I Temporali di calore
Ma cosa significa “temporale di calore”? Si tratta di fenomeni che si sviluppano quando il sole scalda intensamente il terreno durante le ore centrali della giornata. L’aria nei bassi strati, diventando più calda e umida, tende a salire rapidamente verso quote più elevate dell’atmosfera dove incontra masse d’aria più fredde. Questo contrasto termico innesca un forte moto verticale chiamato convezione, da cui nasce il termine “termoconvettivo”.

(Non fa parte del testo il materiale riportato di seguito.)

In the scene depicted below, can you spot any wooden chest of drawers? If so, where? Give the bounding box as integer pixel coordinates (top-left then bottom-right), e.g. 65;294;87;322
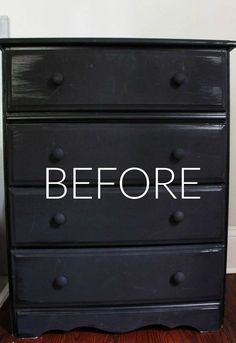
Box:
0;39;235;337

Se l’atmosfera risulta sufficientemente instabile, le innocue nubi del mattino possono trasformarsi in imponenti nubi temporalesche, i celebri cumulonembi, capaci di generare rovesci improvvisi, fulmini, colpi di vento e occasionalmente anche grandinate.
Dopo una mattinata tutto sommato tranquilla quasi ovunque, con il passare delle ore e l’aumento delle temperature, ecco che l'atmosfera inizierà a dare i primi segnali d'instabilità. Il pomeriggio vedrà così un graduale aumento delle nubi, sempre più dense e minacciose, pronte a scaricare improvvisi rovesci e temporali soprattutto sulle Alpi del Triveneto (occhio alle Dolomiti) e lungo gran parte della dorsale appenninica, da Nord a Sud. Tuttavia, come spesso accade in queste configurazioni atmosferiche, non è escluso che qualche acquazzone riescano a sconfinare temporaneamente anche verso le pianure vicine.
Altrove prevarranno invece condizioni più asciutte, con alternanza tra sole e annuvolamenti irregolari.